The strengths of our study include the well-characterised nature of the sample and the full coverage of the population for cause of death. Our study also has some weaknesses. With the present sample not being representative of the general UK population, death rates from leading causes and the prevalence of reported risk factors are known to be underestimates of those apparent in less select groups [7]; the same is likely to be the case for COVID-19 deaths. This notwithstanding, there is evidence that, for major causes of death, risk factor associations are externally valid [7]. Secondly, levels of our baseline data—exposures and covariates—will vary in the period between study induction in UK Biobank and the present pandemic. This is a perennial issue in cohort studies and one we were able to investigate using data from a resurveys that took place in a sub-sample 4 to 8 years after baseline examination.
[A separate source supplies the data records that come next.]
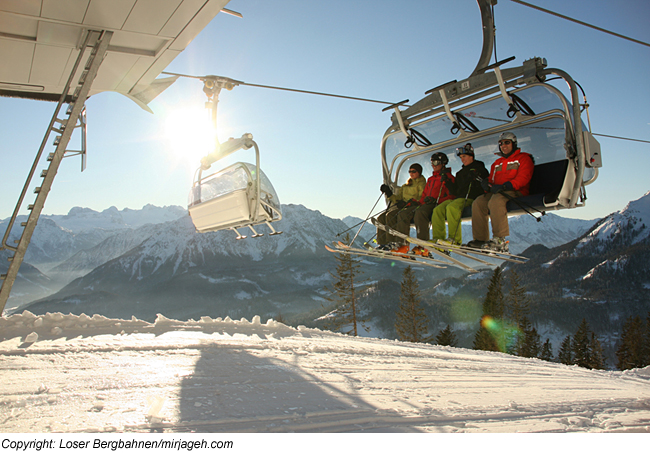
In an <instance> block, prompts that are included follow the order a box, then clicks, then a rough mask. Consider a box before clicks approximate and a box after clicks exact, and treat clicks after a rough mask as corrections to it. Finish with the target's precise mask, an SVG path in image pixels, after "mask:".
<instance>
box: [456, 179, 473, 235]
mask: <svg viewBox="0 0 650 453" xmlns="http://www.w3.org/2000/svg"><path fill="white" fill-rule="evenodd" d="M473 182H474V180H472V181H471V182H470V183H469V187H467V193H466V194H465V200H463V207H462V208H460V219H458V225H456V231H454V235H453V236H452V238H451V240H452V241H454V240H456V234H458V228H460V224H461V223H463V211H464V210H465V205H467V199H468V198H469V191H470V190H471V189H472V183H473Z"/></svg>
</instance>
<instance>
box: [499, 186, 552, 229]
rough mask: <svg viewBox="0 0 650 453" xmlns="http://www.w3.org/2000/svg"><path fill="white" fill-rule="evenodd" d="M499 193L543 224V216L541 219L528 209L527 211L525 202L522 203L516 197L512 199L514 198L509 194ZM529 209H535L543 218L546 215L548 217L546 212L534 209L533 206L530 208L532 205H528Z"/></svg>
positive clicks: (534, 218) (524, 211) (533, 218)
mask: <svg viewBox="0 0 650 453" xmlns="http://www.w3.org/2000/svg"><path fill="white" fill-rule="evenodd" d="M499 193H500V194H501V195H503V196H504V197H506V198H507V199H508V200H510V201H512V202H514V203H515V204H516V205H517V206H519V207H520V208H521V209H523V210H524V212H526V213H527V214H529V215H530V216H532V218H533V219H535V220H537V221H538V222H541V221H542V217H541V216H540V217H535V214H533V213H532V212H530V211H529V210H528V209H526V206H524V203H523V202H520V201H519V200H517V198H516V197H512V196H510V195H508V194H507V193H505V192H499ZM526 204H527V205H528V203H526ZM528 207H529V208H531V209H534V210H535V211H537V212H539V213H541V214H542V216H545V215H546V211H540V210H539V209H536V208H534V207H532V206H530V205H528Z"/></svg>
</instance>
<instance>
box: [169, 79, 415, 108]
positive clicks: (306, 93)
mask: <svg viewBox="0 0 650 453" xmlns="http://www.w3.org/2000/svg"><path fill="white" fill-rule="evenodd" d="M162 74H166V75H174V76H179V77H189V78H191V79H207V78H209V77H217V78H224V79H226V78H227V77H218V76H204V77H198V76H191V75H186V74H178V73H175V72H162ZM233 82H234V83H235V84H236V85H246V86H249V87H256V88H269V89H272V90H282V91H292V92H294V93H304V94H315V95H318V96H329V97H335V98H342V99H351V100H353V101H364V102H374V103H376V104H385V105H393V104H395V103H394V102H388V101H377V100H375V99H365V98H357V97H353V96H343V95H341V94H332V93H322V92H319V91H308V90H298V89H295V88H283V87H276V86H271V85H259V84H255V83H247V82H242V81H240V80H233ZM403 105H404V106H406V107H410V106H409V105H406V104H403Z"/></svg>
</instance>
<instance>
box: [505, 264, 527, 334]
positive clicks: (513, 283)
mask: <svg viewBox="0 0 650 453" xmlns="http://www.w3.org/2000/svg"><path fill="white" fill-rule="evenodd" d="M506 306H507V316H508V317H509V318H510V319H511V320H512V321H513V322H514V323H515V325H516V326H517V327H519V328H520V329H521V330H523V326H522V320H523V319H524V318H526V317H528V315H529V314H530V300H529V299H528V296H527V295H526V288H524V287H523V286H522V285H521V278H520V277H519V275H518V274H517V272H515V271H514V270H513V271H512V273H511V274H510V291H509V292H508V296H507V297H506Z"/></svg>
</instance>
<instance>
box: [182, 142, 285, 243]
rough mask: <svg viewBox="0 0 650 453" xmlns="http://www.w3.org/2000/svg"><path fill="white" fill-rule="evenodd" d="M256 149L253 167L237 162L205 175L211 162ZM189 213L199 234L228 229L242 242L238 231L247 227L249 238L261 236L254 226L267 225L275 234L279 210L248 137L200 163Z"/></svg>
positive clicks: (191, 198) (223, 146) (252, 164)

Analyses revealed moderate and similar levels of stability for verbal-numeric reasoning (r = 0.63, p < 0.001, N = 9689) and reaction time (r = 0.49, p < 0.001, N = 28,810) relative to key covariates such as such as cigarette smoking (0.60, p < 0.001, N = 31,037), blood pressure (0.65, p < 0.001, N = 19,772), and diabetes (r = 0.63, p < 0.001, N = 31,037). Most observational studies in the context of chronic disease epidemiology use a single baseline measurement of the exposure and relate it to disease onset. In the few analyses incorporating a repeat measurement, risk factor–disease associations appear to be strengthened [16] and we would anticipate the same for cognition. Lastly, as is inevitable, unmeasured confounding factors may offer additional explanatory power in this observational study.

In conclusion, in the present study, poorer performance on two pre-pandemic indicators of cognitive function, including reaction time, a knowledge-reduced measure, was related to death ascribed to COVID-19.